A finite group, $G$, is nilpotent if its upper central series terminates (at $i \in \mathbb{N})$ with $Z^i(G)=G$, where $Z^i(G)$ is it's $i$-th center which can be described as $\{x \in G\mid \forall y \in G : [x,y]\in Z_{i-1}(G)\}$ where $[x,y]$ is the commutator of $x$ and $y$ in $G$ (in other words, it is the set of elements that commute with one another up to an element of the $(i-1)$-th center).
A finite group, $G$, is non-nilpotent if it is not nilpotent. In this case, we still have, by finiteness of $G$ that the upper central series will terminate after finitely many steps, but now we have an $i \in \mathbb{N}$ at where $Z^i(G)=Z^{i+1}(G)$, and yet $Z^i(G)\neq G$, but rather a proper subgroup of $G$. In this case, since the upper centers are all characteristic and thus normal, we can consider the quotient group, $Q=G/Z^i(G)$. This group must be centerless, else we could take the pullback of $Z(Q)$ under the natural projection to obtain $Z^{i+1}(G)\supset Z^i(G)$ with equality not holding, contradicting our assumption that the upper central series stabilized at $i$. This gives a rather elegant characterization of non-nilpotent finite groups:
A non-nilpotent finite group $G$ can be viewed as an extension of a nilpotent normal subgroup, $U=Z^i(G)$ by a centerless quotient group, $Q$. In the most extreme case, the central series terminates immediately in the trivial group, and you obtain a centerless $G=Q$. This shows that the centerless groups are the primitive elements of the class of non-nilpotent finite groups with the rest being constructed from them by extensions of nilpotent groups by centerless groups.
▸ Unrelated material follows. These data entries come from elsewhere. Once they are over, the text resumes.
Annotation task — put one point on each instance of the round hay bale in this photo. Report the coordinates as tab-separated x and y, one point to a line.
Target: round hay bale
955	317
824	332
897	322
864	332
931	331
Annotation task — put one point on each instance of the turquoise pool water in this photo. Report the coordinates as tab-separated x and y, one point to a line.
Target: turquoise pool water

My question is this: is the following proposition true?: If $G$ is a non-nilpotent finite group, then $\text{Aut}(G)$ is non-nilpotent.
I believe I managed to find reference to the contrapositive of this statement: That if $G$ is a finite group, and $\text{Aut}(G)$ is nilpotent, then so is $G$. But I haven't seen a proof of this, and I would prefer a direct proof of the proposition in question.
If ${\rm Aut}(G)$ is nilpotent then ${\rm Inn}(G) \cong G/Z(G$) is nilpotent and hence $ G$ is nilpotent.